A post with a rock on it sticking out of the water

By the end of 2019, brick-and-mortar bookstores had taken a hit. Over the two decades ending in 2019, the US Census reported that close to half the brick-and-mortar bookstores in the country had closed. Dropping from 12,151 in 1998 to 6,045.

Video games, Play Station, and the like have massive marketing campaigns with tons of money backing up commercials and promotions. Books, not so much.

The fear that books are a dying industry is just not true. The bookstore, however, is being swallowed up by online shopping.
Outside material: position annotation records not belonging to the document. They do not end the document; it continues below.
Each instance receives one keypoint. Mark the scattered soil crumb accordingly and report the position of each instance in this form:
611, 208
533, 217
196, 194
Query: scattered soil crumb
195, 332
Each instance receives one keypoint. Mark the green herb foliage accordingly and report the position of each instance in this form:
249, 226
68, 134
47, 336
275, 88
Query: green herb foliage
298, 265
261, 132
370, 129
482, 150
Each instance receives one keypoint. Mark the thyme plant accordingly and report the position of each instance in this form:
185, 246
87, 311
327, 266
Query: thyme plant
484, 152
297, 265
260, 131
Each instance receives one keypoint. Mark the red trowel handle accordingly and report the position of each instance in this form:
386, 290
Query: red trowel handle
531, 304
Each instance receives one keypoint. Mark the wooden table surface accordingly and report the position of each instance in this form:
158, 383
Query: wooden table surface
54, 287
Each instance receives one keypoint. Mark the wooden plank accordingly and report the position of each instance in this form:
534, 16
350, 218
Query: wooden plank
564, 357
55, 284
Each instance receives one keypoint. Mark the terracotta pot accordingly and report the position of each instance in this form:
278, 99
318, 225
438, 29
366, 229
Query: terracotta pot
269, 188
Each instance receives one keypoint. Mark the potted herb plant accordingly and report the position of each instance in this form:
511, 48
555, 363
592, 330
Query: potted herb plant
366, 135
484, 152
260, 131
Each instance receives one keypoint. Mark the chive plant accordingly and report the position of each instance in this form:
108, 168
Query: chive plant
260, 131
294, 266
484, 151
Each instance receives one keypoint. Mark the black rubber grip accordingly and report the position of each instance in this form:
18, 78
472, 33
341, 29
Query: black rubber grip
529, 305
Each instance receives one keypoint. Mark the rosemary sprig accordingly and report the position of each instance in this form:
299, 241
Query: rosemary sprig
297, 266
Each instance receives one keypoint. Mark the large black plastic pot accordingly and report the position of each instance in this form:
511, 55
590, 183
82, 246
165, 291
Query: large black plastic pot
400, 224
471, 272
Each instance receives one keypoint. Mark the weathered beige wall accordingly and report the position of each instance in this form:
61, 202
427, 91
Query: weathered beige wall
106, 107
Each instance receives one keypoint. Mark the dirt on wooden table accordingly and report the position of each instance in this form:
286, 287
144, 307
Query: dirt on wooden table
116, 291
The point of this is to do a little book promotion. Think about the entire process of buying a book as an active event. Instead of looking online, go to a bookstore, get a cup of coffee, look at staff recommendations, and feel the sweet, comforting bookstore vibe.

Take a cue from Martin, find a book, make friends with it, and then start a relationship. When you sit down to read, make sure you have a pencil with you and approach the book like you would approach a wise friend you’re sitting across the table from. Be present. Be active. Engage the book with marginalia and see how that changes the way you read.

If you go to a bookstore, perhaps you’ll come across a collection of poems by Poet Laureate from 2001-2003, Billy Collins, titled Picnic, Lightning. If you do, look for the poem Marginalia. It’s a lovely poem, a beautiful story, and it gives you a great look into the lasting power of marginalia.

" ... a few greasy looking smears and next to them, written in soft pencil– by a beautiful girl, I could tell, whom I would never meet– “Pardon the egg salad stains, but I’m in love.”
Billy Collins

It’s not defacement; it’s not graffiti; books want you to write in their margins, talk to and with them, and be in a relationship with them. Books are not happy to simply sit on shelves; they like to be visited again and again. Marginalia keeps the living spirit of a book going.

In the new year, tuck a book under your arm, make friends with it and let the magic begin.